O procurador-geral de Justiça, Paulo Sérgio de Oliveira, entrou com uma Ação Direita de Inconstitucionalidade (ADI) para contestar e pedir a suspensão liminar da cobrança da taxa de lixo em Suzano, cidade da região metropolitana de São Paulo.
A forma de cobrança, que ocorre desde 2021, foi alterada em fevereiro deste ano após a prefeitura aprovar uma nova lei complementar sobre o assunto. Segundo a promotoria, a cobrança no novo modelo passou a ocorrer em março, apenas 34 dias após a publicação da lei.
Antes, a prefeitura realizava a cobrança de forma única, com base no consumo mensal de água de cada unidade. Com a alteração, além do consumo de água, passou a considerar também critérios como o tipo e a metragem do imóvel.
Representações de contribuintes e análises do Ministério Público apontam que as novas faixas de valores estipuladas por área construída representaram um aumento na cobrança da taxa para grande parte dos moradores de Suzano.
Em um dos casos, o proprietário de um imóvel residencial de 72 metros relata que, caso consumisse a faixa básica residencial, pagaria uma taxa de R$ 114 por ano. Na nova regra por metragem, o valor subiria para R$ 210 ao ano, um aumento de quase 84%.

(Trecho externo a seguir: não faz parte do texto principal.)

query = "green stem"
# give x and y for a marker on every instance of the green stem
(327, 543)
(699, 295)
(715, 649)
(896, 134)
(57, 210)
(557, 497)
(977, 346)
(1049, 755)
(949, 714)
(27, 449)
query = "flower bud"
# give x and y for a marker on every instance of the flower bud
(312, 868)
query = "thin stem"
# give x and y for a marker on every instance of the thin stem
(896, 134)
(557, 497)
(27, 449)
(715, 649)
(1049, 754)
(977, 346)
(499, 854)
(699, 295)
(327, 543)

O valor mínimo apontado nos autos que pode ser cobrado anualmente para imóveis residenciais passou de R$ 114,32 para R$ 160,00, uma alta 39,9%.

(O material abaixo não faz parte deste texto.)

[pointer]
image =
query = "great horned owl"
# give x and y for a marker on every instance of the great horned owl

De acordo com a ação, a mudança fez com que o município passasse a prever um aumento de 67% na arrecadação com a taxa, saindo de R$ 15 milhões previstos no orçamento de 2025 para R$ 25 milhões em 2026.
Além disso, a cobrança passou a ocorrer no carnê do IPTU ou na fatura de água. Contribuintes reclamam que a prefeitura não permite o pagamento do IPTU sem o pagamento da taxa, o que poderia configurar cobrança casada.
O Procurador-Geral de Justiça ainda aponta que a taxa financia serviços que impostos regulares já deveriam custear, como varrição de ruas, capina, roçada, limpeza de bueiros e poda de árvores. O órgão afirma que a taxa deveria cobrir apenas a remoção de lixo de imóveis.
Outro ponto destacado é que a nova lei estabelece o envio de 3% da arrecadação para a Secretaria do Meio Ambiente, com objetivo de financiar atividades de educação sobre o meio ambiente.
O órgão de fiscalização aponta que, ao destinar uma “sobra” de 3% para políticas públicas de educação, a própria prefeitura estaria confessando que o valor cobrado do contribuinte excede o custo efetivo da coleta do lixo, o que descaracterizaria a taxa e a transformaria em um imposto disfarçado e ilegal.
Nos autos, a Prefeitura de Suzano argumenta que a cobrança da taxa de lixo decorre de determinação do Marco Legal do Saneamento Básico e que o projeto de lei é compatível com as regras de iniciativa previstas na Lei Orgânica Municipal.
O Metrópoles tentou contato com o município. O espaço segue aberto para manifestação.